Displacement and Violence in the Northern Triangle
Refugees International (RI) just concluded a mission to Mexico, El Salvador, and Honduras, researching the protection and mounting humanitarian challenges faced by Salvadorans and Hondurans, mostly due to violence by criminal gangs.
As I reflect on our findings across these three countries, I am struck by two issues: the inextricable link between displacement fueled by violence and the resulting cross-border migration – and the gendered nature of both. In Honduras and El Salvador, men, women, boys and girls all experience violence. People of any gender are forced to migrate after one or more internal displacements resulting from violent encounters. However, women and girls experience violence and its consequences differently.
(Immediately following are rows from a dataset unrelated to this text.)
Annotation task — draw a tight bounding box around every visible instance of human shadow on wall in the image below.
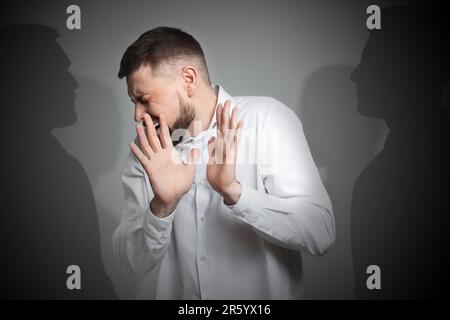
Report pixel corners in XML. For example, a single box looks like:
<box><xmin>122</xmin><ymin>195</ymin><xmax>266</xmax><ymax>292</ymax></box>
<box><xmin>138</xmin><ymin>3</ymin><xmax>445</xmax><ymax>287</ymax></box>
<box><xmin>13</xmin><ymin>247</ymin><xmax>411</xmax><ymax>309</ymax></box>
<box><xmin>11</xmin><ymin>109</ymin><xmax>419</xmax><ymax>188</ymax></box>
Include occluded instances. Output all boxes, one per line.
<box><xmin>0</xmin><ymin>25</ymin><xmax>116</xmax><ymax>299</ymax></box>
<box><xmin>56</xmin><ymin>77</ymin><xmax>139</xmax><ymax>299</ymax></box>
<box><xmin>351</xmin><ymin>6</ymin><xmax>450</xmax><ymax>299</ymax></box>
<box><xmin>300</xmin><ymin>65</ymin><xmax>386</xmax><ymax>299</ymax></box>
In migrant shelters along the Guatemalan-Mexican border, we came across Honduran and Salvadoran mothers with young children in tow who braved the harrowing journey from their home countries to seek protection in new lands. We were told that smugglers place a premium on trafficking women and girls to the north, charging them roughly $500 more for the journey than they do for men and boys. The increased fee does not, however, translate into increased protection from rape, forced prostitution, and other forms of sexual violence and exploitation they routinely face along the route. Sadly, we also learned that many of these women and girls do not know how to articulate their need for international protection upon arrival in Mexico or the United States.
In Honduras, we met teenage girls who were subject to the risk of sexual violence and forced recruitment as “gang girlfriends.” We witnessed the arrival of a ferry with deportees from Belize – all women – who, upon their arrival, told us that they planned to leave the country as soon as they could. We learned that despite the goodwill of state-run agencies, the Honduran government has not yet been able to operationalize protection mechanisms for these women and girls, thus forcing them to displace internally.
In El Salvador’s deportee reception center, we saw young women taking their first steps back into the country after being deported from the United States, some of whom fled physical insecurity and targeted violence – not economic insecurity, contrary to the prevailing belief on the cause of migration from the Northern Triangle (El Salvador, Honduras and Guatemala). We heard first-hand testimony of how low-resourced civil society support groups scramble to pay – often out of their own pockets – for short-term accommodation in hostels in an effort to save women’s lives. We also learned how these same groups have created a grassroots network to shuttle survivors out of the country and through Guatemala, precisely because their government still fails to recognize violence-fueled displacement and implement much needed protection solutions.
Meanwhile, the United States continues to deport thousands to both El Salvador and Honduras. USAID is currently financing a “welcome package” for these deportees in both countries – a hygiene kit, among other nominal goods and services. The obvious question is whether, through these and other modest efforts to assist deportees, the United States is meeting its humanitarian, legal, and ethical obligations surrounding protection when it deports people to such conditions.
We think not.
In both countries, the lack of robust protection mechanisms leaves violence survivors with little to no recourse but to migrate across borders. As one NGO representative so eloquently described: “internal displacement is the preamble to migration.” In other areas of the world, the international community calls these “migrants” asylum-seekers. The history of migration from the Northern Triangle, resulting from economic insecurity, seems to impede policymakers to change their thinking to meet today’s realities – or at least consider protection-friendly alternatives. This rigidity does not do justice to today’s challenging and dangerous conditions.
We are fast approaching the January 8, 2018 deadline for the Trump Administration’s decision to extend or end the designation of El Salvador as a Temporary Protected Status (TPS)-designated country. Hondurans are also waiting for a decision on their TPS status, with the final U.S. determination deferred from November 6, 2017 to July 5, 2018. Some 60,000 Hondurans and some 200,000 Salvadorans are current beneficiaries of TPS status and have been permitted to remain in the United States after natural disasters hit their countries in 1999 and 2001 respectively. Most of these people are parents to hundreds of thousands of U.S.-born children, they have known no home other than the United States for nearly two decades and they have been productive members of U.S. society.
Given the current conditions in their countries of origin, it is critical that the United States government not deport TPS beneficiaries and, rather, provide alternatives for Honduran and Salvadoran women, men and children to remain legally in the United States. The violence and displacement within the Northern Triangle region only underscore the urgency of this issue and the importance of ensuring that the United States not be complicit in undermining fundamental protection principles and violating human rights.
Refugees International Senior Advocate Francisca Vigaud-Walsh traveled in the Northern Triangle region in November 2017. RI President Eric Schwartz and Fellow Gabriela Dehesa-Azuara also participated in the mission. Their full report on the mission is forthcoming.